The Origins Network is giving free access to the bonds and allegations until mid-day on Monday 8 October 2012.
The Origins Network says: “Prior to the establishment of a centralised civil registration system for England and Wales in 1837, marriage was controlled (as were many other things) by the church.
“This ecclesiastical system required notification of the proposed marriage either through the publishing of banns over the three weeks preceding the marriage, or by procuring a marriage licence from the appropriate church court.
“The actual licence itself was given to the parties being married so rarely survives. However an ‘Allegation’ (i.e. a statement made by the parties affirming their intention to marry) was kept by the Diocesan registry.

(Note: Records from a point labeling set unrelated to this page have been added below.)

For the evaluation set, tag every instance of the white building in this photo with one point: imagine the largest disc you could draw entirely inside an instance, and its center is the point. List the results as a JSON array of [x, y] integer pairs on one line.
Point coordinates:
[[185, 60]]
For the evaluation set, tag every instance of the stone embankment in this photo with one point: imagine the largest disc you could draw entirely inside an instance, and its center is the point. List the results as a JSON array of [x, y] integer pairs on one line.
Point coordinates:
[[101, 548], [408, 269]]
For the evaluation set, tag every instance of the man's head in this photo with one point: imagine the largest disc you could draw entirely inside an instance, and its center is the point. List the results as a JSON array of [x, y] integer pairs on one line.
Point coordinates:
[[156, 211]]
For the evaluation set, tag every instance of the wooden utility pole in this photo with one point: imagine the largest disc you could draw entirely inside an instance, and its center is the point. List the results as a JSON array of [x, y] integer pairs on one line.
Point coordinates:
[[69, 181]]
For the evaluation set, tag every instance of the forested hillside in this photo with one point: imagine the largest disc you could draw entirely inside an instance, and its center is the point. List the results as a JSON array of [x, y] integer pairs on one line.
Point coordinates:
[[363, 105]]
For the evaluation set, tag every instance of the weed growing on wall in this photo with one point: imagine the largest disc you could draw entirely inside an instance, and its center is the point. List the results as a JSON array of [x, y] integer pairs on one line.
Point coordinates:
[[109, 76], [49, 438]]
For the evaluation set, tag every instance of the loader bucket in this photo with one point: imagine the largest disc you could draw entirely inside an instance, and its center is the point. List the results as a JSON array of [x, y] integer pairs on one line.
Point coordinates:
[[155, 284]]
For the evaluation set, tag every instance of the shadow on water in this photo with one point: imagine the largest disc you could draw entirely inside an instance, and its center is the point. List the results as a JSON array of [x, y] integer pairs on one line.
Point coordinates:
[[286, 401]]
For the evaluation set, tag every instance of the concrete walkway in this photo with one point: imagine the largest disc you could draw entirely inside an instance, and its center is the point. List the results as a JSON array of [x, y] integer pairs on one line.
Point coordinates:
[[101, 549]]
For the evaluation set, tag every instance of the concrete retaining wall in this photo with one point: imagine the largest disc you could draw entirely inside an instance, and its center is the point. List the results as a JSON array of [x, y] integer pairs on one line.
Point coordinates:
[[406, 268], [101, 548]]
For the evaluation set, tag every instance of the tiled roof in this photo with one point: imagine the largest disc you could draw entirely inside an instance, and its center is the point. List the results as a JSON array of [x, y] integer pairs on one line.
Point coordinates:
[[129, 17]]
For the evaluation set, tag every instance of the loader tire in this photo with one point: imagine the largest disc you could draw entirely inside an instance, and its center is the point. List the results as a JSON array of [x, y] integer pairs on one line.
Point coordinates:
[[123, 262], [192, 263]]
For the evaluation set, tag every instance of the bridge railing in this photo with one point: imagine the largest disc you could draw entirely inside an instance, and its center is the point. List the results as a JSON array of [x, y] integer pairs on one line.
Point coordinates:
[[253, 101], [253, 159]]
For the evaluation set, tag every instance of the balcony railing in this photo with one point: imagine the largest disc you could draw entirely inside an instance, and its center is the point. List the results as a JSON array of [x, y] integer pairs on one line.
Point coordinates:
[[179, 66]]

With it would be ‘Bonds’ – assurances by bondsmen – often friends or relatives (one of whom was usually the groom himself), in which the sureties undertook to ensure that the couple would be married in a specific church or chapel.
“Our Index to The Dean and Chapter of York’s Marriage Bonds and Allegations covers over 150,000 marriage licences from 1613 to 1839. Apart from the Diocese and the Archbishop’s peculiar jurisdiction of Hexhamshire in Northumberland, the index also includes parishes in Durham, Lancashire, Lincolnshire and Nottinghamshire.
“We are offering FREE access to search this dataset from today until mid-day BST 8 October 2012. Once you have found the record you are searching for, you can order a copy of the original document by clicking ‘Add to Cart’.”